A co-defendant in the criminal corruption case against Sen. Bob Menendez pleaded guilty in New York federal court on Friday and agreed to cooperate with the prosecution of the New Jersey Democrat.
Menendez’s co-defendant Joe Uribe pleaded guilty to seven counts, including conspiracy to commit bribery, honest services fraud, and obstruction of justice.
The other defendants in the case — Menendez, the senator’s wife Nadine, and two other New Jersey businessmen — are scheduled to stand trial beginning May 6 in Manhattan federal court.
Uribe, who works in trucking and insurance, was indicted in September with the other defendants.
The Clifton, New Jersey, resident and other two businessmen men were accused of having a “corrupt relationship” with Menendez and Nadine Menendez.
The senator allegedly accepted hundreds of thousands of dollars in cash, gold bars, a Mercedes-Benz convertible, home mortgage payments, and other things are part of that relationship.
Sen. Menendez is accused of, among other things, providing sensitive U.S government information that secretly aided the government of Egypt and pressuring a U.S. Agriculture Department official to protect a business monopoly in Egypt for one of the defendants, Wael Hana. The senator was chairman of the Senate Foreign Relations Committee at the time.

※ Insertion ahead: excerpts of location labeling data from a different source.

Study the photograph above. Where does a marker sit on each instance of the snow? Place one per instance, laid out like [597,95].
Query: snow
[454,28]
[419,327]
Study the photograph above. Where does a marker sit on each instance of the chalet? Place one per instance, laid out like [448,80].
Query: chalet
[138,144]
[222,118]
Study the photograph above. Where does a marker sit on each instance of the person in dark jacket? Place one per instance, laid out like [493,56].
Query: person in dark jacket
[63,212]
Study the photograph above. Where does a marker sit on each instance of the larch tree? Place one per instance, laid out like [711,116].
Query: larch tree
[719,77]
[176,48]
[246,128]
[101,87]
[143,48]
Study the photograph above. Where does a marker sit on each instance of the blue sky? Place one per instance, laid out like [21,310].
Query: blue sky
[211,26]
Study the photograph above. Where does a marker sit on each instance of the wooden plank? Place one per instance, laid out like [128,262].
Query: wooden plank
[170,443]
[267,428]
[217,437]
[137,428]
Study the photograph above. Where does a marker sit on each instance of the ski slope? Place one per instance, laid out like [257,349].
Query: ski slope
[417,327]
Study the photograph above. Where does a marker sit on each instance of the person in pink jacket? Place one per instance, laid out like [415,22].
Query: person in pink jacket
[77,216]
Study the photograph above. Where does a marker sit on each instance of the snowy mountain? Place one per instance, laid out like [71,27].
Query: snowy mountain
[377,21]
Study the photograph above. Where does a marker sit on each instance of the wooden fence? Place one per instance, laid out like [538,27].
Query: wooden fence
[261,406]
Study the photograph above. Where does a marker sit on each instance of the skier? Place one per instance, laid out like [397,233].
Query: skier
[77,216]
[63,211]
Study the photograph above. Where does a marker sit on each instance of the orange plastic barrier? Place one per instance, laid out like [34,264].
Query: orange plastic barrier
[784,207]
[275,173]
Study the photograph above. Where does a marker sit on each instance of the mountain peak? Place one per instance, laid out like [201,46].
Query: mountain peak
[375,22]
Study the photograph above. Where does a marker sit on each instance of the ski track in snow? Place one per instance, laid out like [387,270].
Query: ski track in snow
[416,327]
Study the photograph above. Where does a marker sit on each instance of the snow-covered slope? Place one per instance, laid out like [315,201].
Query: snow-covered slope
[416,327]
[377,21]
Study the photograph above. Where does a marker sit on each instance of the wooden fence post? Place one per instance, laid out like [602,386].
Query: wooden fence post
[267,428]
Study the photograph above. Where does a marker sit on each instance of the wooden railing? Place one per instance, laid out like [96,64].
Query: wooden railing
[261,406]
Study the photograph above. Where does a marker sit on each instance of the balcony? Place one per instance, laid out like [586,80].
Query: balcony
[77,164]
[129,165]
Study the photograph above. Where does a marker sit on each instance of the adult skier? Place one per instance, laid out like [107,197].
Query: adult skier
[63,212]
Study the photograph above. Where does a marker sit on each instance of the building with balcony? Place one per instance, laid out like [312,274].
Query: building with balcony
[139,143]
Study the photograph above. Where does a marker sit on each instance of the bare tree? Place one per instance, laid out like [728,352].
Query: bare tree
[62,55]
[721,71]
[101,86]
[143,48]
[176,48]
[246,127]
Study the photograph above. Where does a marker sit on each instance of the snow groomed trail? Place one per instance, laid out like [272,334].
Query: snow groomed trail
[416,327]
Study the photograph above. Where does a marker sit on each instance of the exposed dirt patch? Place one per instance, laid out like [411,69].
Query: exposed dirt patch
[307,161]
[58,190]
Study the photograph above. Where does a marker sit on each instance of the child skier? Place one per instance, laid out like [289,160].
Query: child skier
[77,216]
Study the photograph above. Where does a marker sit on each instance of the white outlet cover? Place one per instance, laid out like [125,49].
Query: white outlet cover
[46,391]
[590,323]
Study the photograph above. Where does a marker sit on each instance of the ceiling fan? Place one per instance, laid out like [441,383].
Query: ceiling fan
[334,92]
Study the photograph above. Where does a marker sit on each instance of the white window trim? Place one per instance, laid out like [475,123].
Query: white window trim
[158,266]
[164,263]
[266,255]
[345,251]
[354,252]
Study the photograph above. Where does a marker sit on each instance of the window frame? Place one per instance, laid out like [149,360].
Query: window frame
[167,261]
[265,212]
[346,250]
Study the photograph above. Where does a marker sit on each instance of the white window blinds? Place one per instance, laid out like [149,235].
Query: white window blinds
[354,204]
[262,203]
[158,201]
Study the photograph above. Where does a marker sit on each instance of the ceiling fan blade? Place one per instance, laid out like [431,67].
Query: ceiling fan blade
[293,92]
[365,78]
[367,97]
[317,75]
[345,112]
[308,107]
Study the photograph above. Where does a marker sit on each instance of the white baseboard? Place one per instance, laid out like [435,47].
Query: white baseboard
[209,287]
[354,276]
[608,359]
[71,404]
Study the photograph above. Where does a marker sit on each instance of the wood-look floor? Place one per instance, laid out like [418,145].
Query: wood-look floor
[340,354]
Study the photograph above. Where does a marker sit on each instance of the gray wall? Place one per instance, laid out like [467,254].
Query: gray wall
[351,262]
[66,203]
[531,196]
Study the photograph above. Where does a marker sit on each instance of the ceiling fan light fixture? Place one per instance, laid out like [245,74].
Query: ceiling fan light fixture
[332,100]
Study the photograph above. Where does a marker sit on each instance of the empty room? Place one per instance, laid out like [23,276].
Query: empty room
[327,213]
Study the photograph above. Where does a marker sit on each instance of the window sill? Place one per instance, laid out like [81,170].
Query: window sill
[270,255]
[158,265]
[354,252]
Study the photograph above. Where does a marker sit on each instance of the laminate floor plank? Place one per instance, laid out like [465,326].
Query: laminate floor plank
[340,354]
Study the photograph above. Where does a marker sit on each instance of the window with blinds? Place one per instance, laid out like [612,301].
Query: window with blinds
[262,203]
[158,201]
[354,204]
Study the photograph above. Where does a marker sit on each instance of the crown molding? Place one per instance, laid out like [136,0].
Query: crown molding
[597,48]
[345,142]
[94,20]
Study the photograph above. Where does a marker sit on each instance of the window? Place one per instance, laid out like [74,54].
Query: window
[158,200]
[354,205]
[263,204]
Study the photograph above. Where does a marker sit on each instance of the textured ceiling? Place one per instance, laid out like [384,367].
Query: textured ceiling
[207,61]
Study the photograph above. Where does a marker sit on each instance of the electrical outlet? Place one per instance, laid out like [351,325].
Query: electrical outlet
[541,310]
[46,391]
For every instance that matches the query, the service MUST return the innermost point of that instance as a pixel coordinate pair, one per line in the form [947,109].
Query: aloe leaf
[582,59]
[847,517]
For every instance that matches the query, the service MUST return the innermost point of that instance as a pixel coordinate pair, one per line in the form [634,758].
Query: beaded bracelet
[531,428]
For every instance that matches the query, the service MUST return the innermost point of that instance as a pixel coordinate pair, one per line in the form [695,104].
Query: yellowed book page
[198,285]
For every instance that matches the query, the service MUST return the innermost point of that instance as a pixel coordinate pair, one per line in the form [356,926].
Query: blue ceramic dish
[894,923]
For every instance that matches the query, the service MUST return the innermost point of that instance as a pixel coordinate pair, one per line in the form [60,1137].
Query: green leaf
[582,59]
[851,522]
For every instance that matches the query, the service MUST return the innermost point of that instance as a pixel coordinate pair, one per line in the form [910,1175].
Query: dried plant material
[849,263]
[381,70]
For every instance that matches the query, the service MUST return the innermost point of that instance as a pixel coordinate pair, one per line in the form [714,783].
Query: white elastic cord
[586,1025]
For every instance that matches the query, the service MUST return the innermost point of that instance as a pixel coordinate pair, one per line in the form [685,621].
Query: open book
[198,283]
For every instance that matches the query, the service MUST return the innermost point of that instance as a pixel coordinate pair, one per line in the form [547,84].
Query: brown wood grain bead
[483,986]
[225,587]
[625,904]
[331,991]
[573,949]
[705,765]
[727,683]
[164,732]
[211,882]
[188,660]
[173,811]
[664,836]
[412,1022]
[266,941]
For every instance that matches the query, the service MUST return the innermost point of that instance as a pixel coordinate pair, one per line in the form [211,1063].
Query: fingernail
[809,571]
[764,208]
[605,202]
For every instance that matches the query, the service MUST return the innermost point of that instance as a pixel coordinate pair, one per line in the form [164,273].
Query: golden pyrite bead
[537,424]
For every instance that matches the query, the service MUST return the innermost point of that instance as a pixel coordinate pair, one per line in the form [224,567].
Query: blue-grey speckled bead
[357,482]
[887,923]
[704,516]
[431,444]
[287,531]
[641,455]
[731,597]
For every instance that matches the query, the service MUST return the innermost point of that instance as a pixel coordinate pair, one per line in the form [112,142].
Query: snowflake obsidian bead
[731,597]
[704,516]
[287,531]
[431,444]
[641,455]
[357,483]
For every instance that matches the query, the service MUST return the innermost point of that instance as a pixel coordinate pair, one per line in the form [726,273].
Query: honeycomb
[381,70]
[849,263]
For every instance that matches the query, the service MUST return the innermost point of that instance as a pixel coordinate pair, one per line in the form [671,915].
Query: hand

Prosecutors have said that in 2019, Uribe and Hana offered to help buy the Mercedes, which was worth more than $60,000, for the Menendezes.
In exchange for that, Sen. Menendez agreed to and tried to interfere in an investigation by the New Jersey Attorney General’s criminal insurance fraud prosecution of an associate of Uribe, and a related probe of an employee of Uribe, according to the U.S. Attorney’s Office for the Southern District of New York.
Uribe ended up giving Nadine Menendez $15,000 in cash for the downpayment on the Merceds in April 2019, prosecutors have said.
“Thereafter, Uribe made monthly payments to Mercedes-Benz for the convertible between 2019 and June 2022,” the U.S. Attorney’s Office said in September.
“Uribe only stopped making those monthly payments after the FBI approached Menendez, Nadine Menendez and Uribe in connection with this investigation.”
Uribe, who remains free on a $1 million personal recognizance bond, faces a maximum possible sentence of 30 years in prison, but is likely to receive a much lighter sentence than that, given federal sentencing guidelines and his promise to cooperate.